Passada a crise do corte de gás da Rússia para a Ucrânia, países da Europa discutem a necessidade de ter fontes alternativas de energia, como forma de reduzir sua dependência de Moscou.

A Rússia fornece 25% do gás consumido hoje pela Europa. Um novo gasoduto deve ser construído para transportar da Rússia direto para a Alemanha, sob o mar Báltico. Outro projeto visa a expandir um gasoduto que passa pela Turquia para levar gás à Itália.

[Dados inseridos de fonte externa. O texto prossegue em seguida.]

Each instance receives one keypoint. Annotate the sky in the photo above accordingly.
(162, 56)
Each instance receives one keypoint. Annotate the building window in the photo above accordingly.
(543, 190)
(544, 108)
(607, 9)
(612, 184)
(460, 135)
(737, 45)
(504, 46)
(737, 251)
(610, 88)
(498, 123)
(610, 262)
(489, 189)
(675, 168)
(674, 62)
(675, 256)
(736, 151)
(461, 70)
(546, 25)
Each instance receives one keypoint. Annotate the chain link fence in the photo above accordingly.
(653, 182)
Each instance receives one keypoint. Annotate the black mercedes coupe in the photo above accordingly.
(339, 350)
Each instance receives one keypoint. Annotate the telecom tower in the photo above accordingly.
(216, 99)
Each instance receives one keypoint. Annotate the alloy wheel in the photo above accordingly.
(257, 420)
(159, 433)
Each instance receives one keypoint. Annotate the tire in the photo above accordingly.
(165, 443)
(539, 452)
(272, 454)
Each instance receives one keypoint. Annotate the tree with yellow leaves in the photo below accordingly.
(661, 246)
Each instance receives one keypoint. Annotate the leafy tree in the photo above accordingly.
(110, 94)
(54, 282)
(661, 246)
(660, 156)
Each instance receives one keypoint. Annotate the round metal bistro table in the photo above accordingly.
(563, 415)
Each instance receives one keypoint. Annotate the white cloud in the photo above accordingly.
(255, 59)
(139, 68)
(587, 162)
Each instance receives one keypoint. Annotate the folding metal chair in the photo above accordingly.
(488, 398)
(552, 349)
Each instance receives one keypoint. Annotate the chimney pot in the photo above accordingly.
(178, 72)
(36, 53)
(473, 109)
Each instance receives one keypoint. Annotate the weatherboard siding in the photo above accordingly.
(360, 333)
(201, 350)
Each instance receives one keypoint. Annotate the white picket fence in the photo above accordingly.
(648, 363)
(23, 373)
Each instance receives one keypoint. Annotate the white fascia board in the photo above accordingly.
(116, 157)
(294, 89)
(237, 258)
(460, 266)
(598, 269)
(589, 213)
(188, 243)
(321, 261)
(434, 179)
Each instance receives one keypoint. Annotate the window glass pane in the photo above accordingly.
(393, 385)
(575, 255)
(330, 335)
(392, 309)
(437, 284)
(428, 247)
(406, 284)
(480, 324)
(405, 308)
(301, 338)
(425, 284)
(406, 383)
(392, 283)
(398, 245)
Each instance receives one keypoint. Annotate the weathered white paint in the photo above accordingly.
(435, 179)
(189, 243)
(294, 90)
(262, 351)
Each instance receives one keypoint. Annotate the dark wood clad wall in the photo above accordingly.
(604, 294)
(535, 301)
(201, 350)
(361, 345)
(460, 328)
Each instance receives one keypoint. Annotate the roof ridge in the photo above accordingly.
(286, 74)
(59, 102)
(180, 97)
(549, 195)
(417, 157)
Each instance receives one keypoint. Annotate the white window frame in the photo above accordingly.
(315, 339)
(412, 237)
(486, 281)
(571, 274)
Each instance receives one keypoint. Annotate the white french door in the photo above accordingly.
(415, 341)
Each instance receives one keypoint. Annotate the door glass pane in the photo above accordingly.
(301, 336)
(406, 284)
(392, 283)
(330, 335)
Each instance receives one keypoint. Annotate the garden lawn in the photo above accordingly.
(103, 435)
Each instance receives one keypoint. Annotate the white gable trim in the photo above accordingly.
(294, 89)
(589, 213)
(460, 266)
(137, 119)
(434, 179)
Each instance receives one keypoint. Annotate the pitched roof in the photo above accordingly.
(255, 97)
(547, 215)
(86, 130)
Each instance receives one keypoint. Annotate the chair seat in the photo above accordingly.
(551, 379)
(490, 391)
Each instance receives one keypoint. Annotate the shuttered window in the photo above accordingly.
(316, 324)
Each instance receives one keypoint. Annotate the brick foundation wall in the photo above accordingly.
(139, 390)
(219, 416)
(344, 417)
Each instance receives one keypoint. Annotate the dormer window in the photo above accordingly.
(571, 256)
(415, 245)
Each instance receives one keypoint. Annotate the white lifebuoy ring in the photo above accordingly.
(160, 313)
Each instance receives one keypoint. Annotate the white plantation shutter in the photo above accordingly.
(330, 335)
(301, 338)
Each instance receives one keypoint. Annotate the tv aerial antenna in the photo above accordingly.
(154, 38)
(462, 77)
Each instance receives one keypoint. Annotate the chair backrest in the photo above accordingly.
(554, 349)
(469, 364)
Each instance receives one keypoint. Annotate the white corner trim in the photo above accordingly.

Só que com a crise, até o tabu sobre produção de energia nuclear foi quebrado na Alemanha. Alguns políticos e empresas pedem a extensão da produção de energia nuclear, que deve ser suspensa em 2021. "O fornecimento de gás russo já foi confiável no passado", disse esta semana o ministro da Economia, Michael Glos. "Mas nós precisamos repensar como podemos explorar a energia disponível na Alemanha para o longo prazo." As usinas nucleares geram cerca de um terço da eletricidade no país.

A premiê conservadora alemã, Angela Merkel, rejeitou a demanda. De qualquer forma, ela agendou uma reunião com representantes do setor, e planeja realizar um encontro para discutir a política energética do país em fevereiro ou março próximo.

O fato é que a situação provocada pela Rússia ampliou as preocupações de consumidores e de indústrias com o preço da energia, que mais do que dobrou em cinco anos na Alemanha, a maior economia européia.